Subject: RE: Throwing away the crutch....
Continuing the religious divagation a bit more.

Ron Davies pointed out that gospel is a common feature of US folk clubs' repertoire. (I have to take his word for it - when I lived in the US I never found a folk club, though there may have been one locally). It does occasionally feature in British ones too (or as mediated by Stephen Foster), but it's always seen as an American import. There doesn't seem to be any kind of religious folksong of the British Isles that has crossed over into the secular folk repertoire; we do have that kind of music, but West Gallery singing is a specialist genre that doesn't get mixed with other stuff, and while we have the tradition of Gaelic psalm singing in Scotland, it stays in church (and on Sunday morning Gaelic radio and on CD). I cannot imagine anybody, even Margaret Bennett, trying to lead the Edinburgh FC regulars in a Gaelic psalm, even though they'll all have heard them.

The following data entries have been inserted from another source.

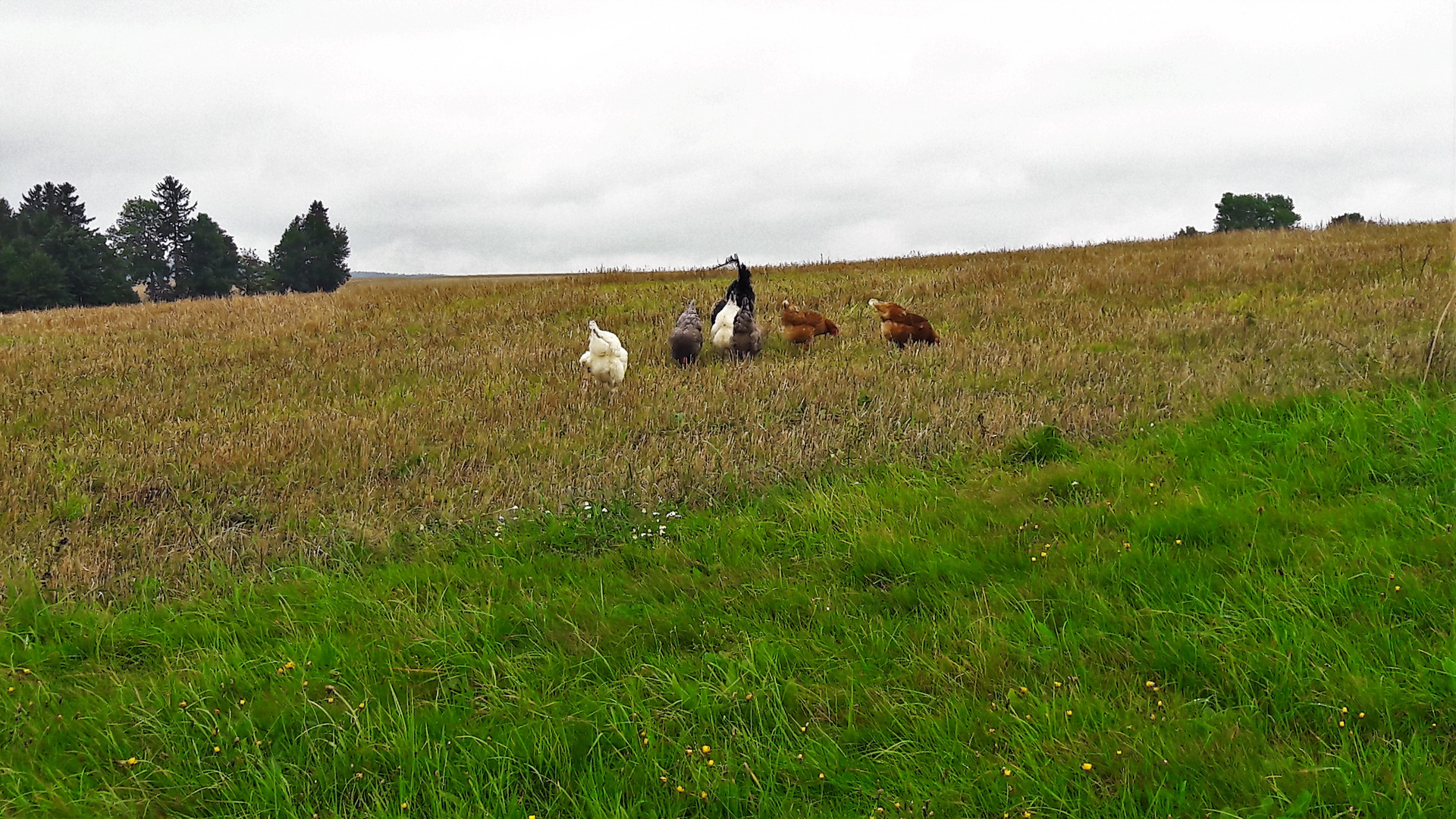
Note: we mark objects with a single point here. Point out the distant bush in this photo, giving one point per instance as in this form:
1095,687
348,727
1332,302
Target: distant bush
1254,212
310,254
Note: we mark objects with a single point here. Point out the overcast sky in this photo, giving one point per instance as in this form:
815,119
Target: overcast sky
542,137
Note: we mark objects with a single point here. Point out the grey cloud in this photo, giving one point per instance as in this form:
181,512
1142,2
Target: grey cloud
460,140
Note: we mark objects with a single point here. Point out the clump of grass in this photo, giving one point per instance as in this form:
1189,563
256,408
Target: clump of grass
1043,445
1247,614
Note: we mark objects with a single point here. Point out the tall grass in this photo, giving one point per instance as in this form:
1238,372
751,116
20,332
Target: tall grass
156,441
1247,617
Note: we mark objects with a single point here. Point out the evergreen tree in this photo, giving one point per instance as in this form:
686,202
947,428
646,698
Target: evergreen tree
310,254
50,203
9,226
55,218
210,261
30,280
137,238
254,275
153,240
1254,212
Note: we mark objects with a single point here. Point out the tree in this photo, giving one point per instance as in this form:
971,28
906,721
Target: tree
210,261
52,203
9,226
137,240
153,240
55,218
310,254
254,275
1256,212
30,280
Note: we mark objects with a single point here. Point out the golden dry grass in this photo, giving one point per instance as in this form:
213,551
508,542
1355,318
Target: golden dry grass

I doubt if Afro-Caribbean Christian music would be any more likely to get a hearing in the folk scene, even in clubs in London within five minutes walk of churches where it's sung every week. But that's a different story.

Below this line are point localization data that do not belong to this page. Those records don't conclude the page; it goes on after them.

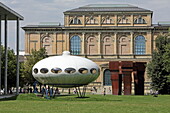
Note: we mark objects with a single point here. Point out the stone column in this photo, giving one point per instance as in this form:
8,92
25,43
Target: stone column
127,69
83,44
127,80
115,44
116,20
131,43
114,68
83,20
99,43
131,18
99,20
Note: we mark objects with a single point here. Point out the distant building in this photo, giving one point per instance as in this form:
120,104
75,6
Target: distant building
102,33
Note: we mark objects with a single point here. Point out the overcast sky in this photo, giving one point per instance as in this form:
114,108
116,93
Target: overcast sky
35,11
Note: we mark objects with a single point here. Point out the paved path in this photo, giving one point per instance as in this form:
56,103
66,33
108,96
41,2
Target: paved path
7,96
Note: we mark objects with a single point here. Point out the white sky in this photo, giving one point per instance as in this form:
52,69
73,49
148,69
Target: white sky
35,11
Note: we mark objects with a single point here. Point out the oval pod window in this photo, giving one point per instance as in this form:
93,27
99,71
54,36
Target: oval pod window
83,70
35,70
70,70
44,70
93,71
56,70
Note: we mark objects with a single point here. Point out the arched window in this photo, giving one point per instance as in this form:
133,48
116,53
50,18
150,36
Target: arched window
75,45
123,20
107,20
75,21
139,20
106,78
92,20
124,45
107,45
92,45
140,45
47,44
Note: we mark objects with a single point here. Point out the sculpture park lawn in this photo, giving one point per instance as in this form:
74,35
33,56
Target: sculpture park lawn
30,103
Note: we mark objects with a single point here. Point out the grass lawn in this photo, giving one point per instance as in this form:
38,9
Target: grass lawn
29,103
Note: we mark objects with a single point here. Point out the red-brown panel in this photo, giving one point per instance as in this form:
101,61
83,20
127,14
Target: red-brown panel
115,84
127,79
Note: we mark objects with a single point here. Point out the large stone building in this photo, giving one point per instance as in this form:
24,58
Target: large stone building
100,32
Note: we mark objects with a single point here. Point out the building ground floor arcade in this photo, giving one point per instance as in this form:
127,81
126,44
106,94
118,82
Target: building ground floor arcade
101,45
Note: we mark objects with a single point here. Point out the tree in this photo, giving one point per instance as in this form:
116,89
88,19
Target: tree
157,68
12,69
30,62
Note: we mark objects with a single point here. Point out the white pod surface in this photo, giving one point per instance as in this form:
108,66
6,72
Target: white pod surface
65,71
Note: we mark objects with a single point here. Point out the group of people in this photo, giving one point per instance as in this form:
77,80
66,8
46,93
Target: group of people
49,92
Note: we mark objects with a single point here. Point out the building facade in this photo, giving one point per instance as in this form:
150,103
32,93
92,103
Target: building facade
100,32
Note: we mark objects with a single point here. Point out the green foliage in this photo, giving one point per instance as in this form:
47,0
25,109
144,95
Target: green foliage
28,103
12,67
158,69
31,61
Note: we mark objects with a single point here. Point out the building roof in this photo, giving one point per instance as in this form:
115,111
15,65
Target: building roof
12,15
109,8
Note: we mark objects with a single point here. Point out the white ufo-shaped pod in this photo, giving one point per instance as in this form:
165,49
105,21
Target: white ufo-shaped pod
65,71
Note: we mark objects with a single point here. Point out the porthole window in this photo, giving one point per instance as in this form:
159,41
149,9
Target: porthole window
44,70
70,70
56,70
35,70
83,70
93,71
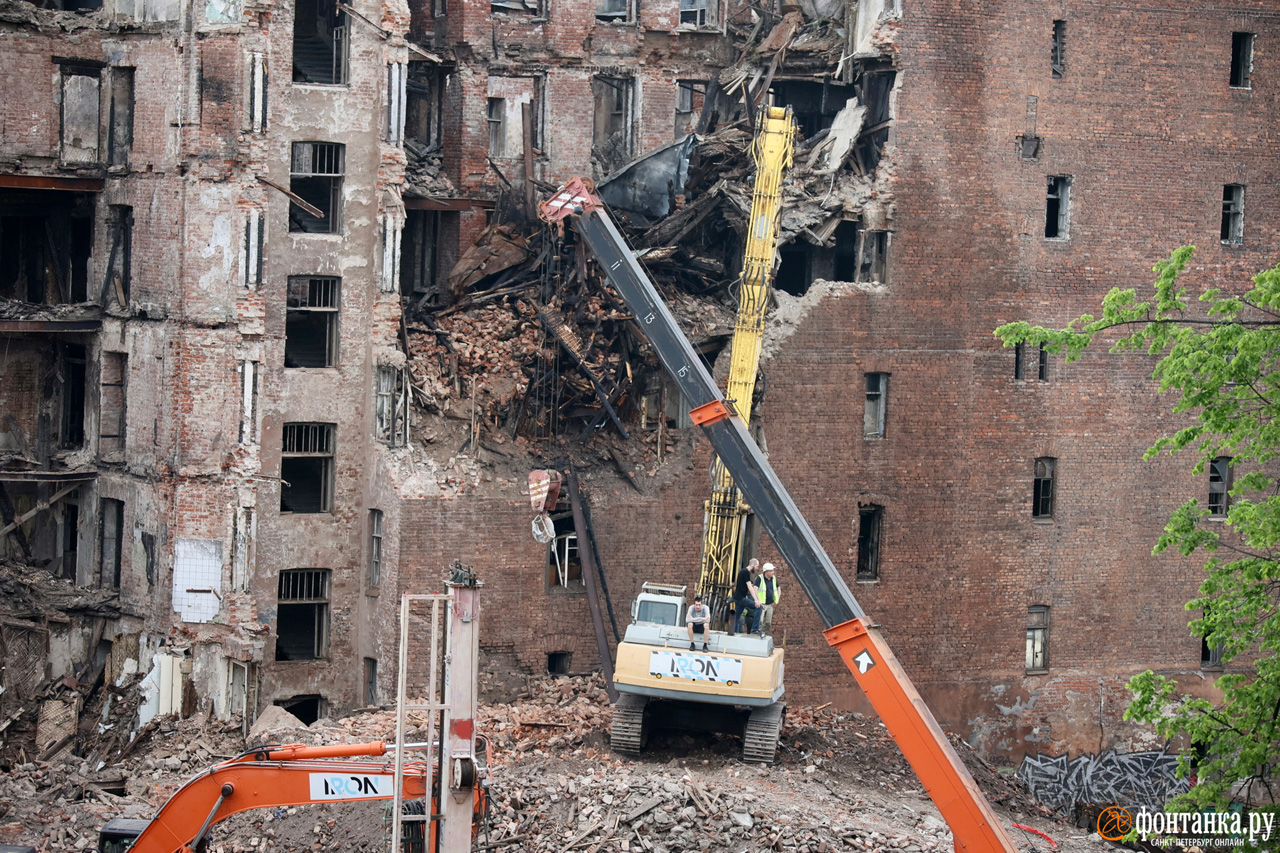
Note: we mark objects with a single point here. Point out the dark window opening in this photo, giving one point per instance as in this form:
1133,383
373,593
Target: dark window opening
873,410
370,682
110,543
302,615
1220,486
611,133
1037,638
73,375
563,560
307,708
1042,489
375,547
112,404
1242,59
871,519
558,662
320,33
120,117
1057,63
306,468
311,322
315,176
1233,213
814,105
1057,206
794,273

Anyway: religious folksong has made the crossover into the secular folk scene in the US but hasn't in the UK, even though such song genres exist in the UK too. There has to be a reason for the difference. I think the reason is simply that there's much less church-going in the UK and hence the cultural influence of activities that take place in church is much less. Why Ron is so outraged at that idea I can't imagine - most Christians in the UK don't have a problem with admitting they're a bit more marginal than they used to be.